North Carolina lawmakers recently authorized pilot programs in 17 high schools across the state with the intention of encouraging more students to pursue high-tech careers. On Tuesday, a joint legislative committee heard an update on the results so far.

The pilot programs are housed under the SparkNC label. In 2023, lawmakers OK’ed $3 million in funding in the new budget, but the plan is for SparkNC to transition to an independent nonprofit by June 30.

The areas of tech covered by SparkNC include artificial intelligence, computer systems engineering, data analytics, game development and design, software development, cybersecurity, and computer systems engineering. Under each topic category, students have the option of pursuing multiple sub-categories, with over 70 opportunities in all. 

That underscores a hallmark of SparkNC — flexibility. Each unit is a “stackable” credential that allows students to gain skills gradually and sequentially, each building on past learning and experience. Eight units, plus an introductory module and capstone experience, stack together for one high school credit. A benefit is that students can speed up or slow down their pace depending on their interests, abilities, and learning styles.

Source: SparkNC

“In North Carolina, we are challenged to find people that have these technical skills and quite honestly, the durable skills to go into these growing demanding jobs with high-paying salaries,” said Lynn Moody, senior director of partnerships for SparkNC, told the joint legislative education oversight committee on Tuesday. “So, we need to find a way to let our students explore fields like artificial intelligence and computer systems engineer, data analytics, cyber security, and software development without a fear of failing.”

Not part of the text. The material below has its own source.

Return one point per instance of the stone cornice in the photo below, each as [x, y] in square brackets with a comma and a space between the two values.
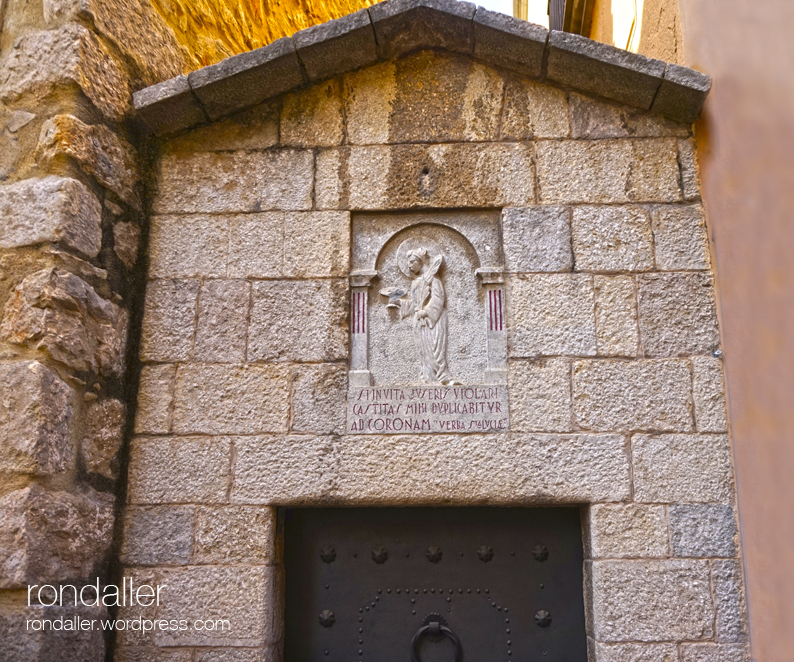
[395, 27]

Dr. Edith Skipper, principal at Southeast Area Technical High School in New Hanover County, one of SparkNC’s first pilot programs, gave an example of how the program works. “We happen to put a coffee bar at [a high school], and our SparkNC students were able to write a proof of concept for an app for that coffee bar.”

“We know that the people are the heart of this work,” Sipper added. “We know that the lab leaders and the folks in those labs are leading the way with these children that may or may not see themselves in high tech fields.”

“[SparkNC] provides our students with work that is similar to what they will encounter when they go out into past graduation,” said Shawn Stover, superintendent of the Rockingham County School System. “And another hidden benefit, the units get increasingly more difficult, so they have to learn how to persevere and ask others for help and collaborate with one another.”

SparkNC partners with North Carolina businesses including Cisco, IBM, Apple, Epic Games, and SAS.

“SparkNC has earned the time and attention of the business community because it’s cultivating the pipeline of talent that will produce the next generation of leaders for our companies, but while our respective internal human capital organizations are world-class, they still fall short in two areas,” said Allen Mask, a member of the SparkNC Business Advisory Council. “They’re spending more time than they need to educating versus training new hires, and they’re still recruiting from small pools of talent when they should be recruiting from deep wells of talent, that we’re confident organizations like SparkNC will produce in the future.”